A film festival organized by the environment group Ottawa Riverkeeper is set to raise funds for a project that will help local residents monitor water quality in the river themselves rather than wait for information from city authorities.
“Ottawa gets its drinking water from the Ottawa River,” says Meredith Brown, the executive director of the group. “(There should be) this sense of pride that this is their river. The river belongs to them, and they have a right to swim in that river without getting sick and eat the fish from the river.”
Brown says the City of Ottawa conducts water quality tests on the river in the spring and summer months, but this information is released annually and is not easy to read for the average resident who does not have expertise in environmental monitoring.
She says the Riverkeeper’s program will release information in real time and include volunteers drawn from communities along the river and its tributaries.
Ottawa Riverkeeper hopes to raise funds for at least 10 new water quality test kits, which will be used by volunteers to check water quality periodically.
The Riverkeeper has selected seven films for its fundraiser – the “Wild and Scenic Film Festival” – which was to be held on Feb. 21 at Library and Archives Canada. The theme is “fresh water.”
“(The films) all have an environmental focus,” says Ashley Brasfield, an organizer for the festival, ahead of the event.
“They highlight individual communities coming together to protect their local ecology,” says Brasfield.
Films include White Water, Black Gold, by filmmaker David Lavallee, who travelled across Western Canada to trace the source of the oil sands’ water supply from pristine glaciers to the less attractive oilfields in Alberta. Another movie saw photographer Pete McBride follow the stressed Colorado River as it flows into the sea.

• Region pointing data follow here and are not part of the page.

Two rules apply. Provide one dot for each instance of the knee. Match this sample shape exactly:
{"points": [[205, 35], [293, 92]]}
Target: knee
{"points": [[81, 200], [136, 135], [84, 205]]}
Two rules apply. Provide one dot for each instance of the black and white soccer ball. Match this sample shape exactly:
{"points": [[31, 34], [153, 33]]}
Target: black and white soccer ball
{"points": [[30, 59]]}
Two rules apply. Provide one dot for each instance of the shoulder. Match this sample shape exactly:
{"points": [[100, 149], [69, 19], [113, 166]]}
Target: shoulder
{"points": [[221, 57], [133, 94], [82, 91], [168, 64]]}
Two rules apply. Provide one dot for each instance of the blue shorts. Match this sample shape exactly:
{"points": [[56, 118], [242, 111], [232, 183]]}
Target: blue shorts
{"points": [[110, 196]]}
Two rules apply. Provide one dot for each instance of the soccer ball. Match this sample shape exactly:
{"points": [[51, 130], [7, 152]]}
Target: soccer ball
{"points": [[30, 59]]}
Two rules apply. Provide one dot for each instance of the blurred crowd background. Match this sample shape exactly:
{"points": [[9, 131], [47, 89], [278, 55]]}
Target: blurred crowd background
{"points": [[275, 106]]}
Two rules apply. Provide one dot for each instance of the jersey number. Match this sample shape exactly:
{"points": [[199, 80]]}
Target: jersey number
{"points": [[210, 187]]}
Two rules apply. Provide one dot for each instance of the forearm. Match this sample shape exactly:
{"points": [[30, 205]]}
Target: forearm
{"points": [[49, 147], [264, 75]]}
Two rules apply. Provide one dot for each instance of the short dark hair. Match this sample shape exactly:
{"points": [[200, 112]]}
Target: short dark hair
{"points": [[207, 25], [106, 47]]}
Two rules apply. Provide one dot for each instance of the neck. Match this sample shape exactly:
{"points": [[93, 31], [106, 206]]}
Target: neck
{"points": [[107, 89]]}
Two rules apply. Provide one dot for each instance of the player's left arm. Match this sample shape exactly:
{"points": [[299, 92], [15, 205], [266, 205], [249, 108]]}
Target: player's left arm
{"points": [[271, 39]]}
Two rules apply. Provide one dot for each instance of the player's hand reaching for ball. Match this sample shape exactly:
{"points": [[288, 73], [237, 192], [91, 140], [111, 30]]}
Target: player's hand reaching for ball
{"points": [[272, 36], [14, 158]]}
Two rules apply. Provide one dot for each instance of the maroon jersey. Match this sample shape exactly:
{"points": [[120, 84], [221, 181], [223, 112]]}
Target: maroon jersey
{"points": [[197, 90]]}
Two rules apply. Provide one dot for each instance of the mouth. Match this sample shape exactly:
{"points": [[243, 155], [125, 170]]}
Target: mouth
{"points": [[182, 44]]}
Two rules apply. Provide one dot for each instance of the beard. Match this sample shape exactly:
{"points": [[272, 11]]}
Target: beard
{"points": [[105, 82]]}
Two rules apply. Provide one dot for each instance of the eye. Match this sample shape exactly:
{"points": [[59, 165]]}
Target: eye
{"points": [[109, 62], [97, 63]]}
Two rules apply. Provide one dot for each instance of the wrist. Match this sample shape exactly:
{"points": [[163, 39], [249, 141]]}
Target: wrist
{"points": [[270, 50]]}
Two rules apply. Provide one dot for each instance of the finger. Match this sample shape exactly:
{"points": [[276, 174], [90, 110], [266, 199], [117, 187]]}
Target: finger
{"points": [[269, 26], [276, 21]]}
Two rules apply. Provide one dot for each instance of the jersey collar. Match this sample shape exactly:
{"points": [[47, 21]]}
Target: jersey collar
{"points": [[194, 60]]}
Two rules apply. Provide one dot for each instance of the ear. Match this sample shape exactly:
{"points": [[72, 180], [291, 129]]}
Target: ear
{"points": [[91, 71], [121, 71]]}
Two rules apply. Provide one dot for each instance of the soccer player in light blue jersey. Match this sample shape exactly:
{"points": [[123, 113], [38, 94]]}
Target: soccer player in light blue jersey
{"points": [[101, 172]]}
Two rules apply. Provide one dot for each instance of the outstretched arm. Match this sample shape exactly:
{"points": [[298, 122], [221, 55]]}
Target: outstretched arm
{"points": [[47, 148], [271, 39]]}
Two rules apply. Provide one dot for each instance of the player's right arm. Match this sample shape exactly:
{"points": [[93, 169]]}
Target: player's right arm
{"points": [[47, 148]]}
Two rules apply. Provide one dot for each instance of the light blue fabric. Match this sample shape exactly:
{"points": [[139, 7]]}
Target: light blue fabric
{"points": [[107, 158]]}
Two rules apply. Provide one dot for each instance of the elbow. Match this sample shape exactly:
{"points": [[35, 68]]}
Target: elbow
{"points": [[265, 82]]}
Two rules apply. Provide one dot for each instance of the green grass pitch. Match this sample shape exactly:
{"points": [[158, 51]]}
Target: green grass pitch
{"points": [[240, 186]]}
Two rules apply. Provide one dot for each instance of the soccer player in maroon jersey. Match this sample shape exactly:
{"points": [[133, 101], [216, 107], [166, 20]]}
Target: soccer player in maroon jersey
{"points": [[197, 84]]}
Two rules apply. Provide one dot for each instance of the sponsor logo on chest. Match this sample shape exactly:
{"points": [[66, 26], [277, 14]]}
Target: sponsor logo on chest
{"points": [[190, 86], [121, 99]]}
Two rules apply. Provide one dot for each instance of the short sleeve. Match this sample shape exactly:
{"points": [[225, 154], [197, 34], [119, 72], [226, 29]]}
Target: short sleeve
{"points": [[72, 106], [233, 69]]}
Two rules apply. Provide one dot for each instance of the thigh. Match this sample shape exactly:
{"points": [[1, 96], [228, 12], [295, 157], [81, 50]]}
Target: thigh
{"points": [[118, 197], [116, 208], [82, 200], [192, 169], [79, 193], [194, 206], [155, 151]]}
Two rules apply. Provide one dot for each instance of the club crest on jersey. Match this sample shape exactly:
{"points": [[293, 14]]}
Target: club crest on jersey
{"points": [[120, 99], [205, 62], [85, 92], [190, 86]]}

The film festival will be followed by a visit by David Suzuki to Ottawa. The renowned environmentalist will be talking about sustainability with economist Jeff Rubin at the Centretown United Church on Feb. 26.
“It’s bringing together potentially unlikely people,” says Ben Saifer, who works for Octopus Books, the organizer of the event. “(They will) be talking about how they can have sustainable ecology and economics.”
The current economic and environmental model does not work, according to Saifer.
He says he hopes that event will start a conversation on the alternatives.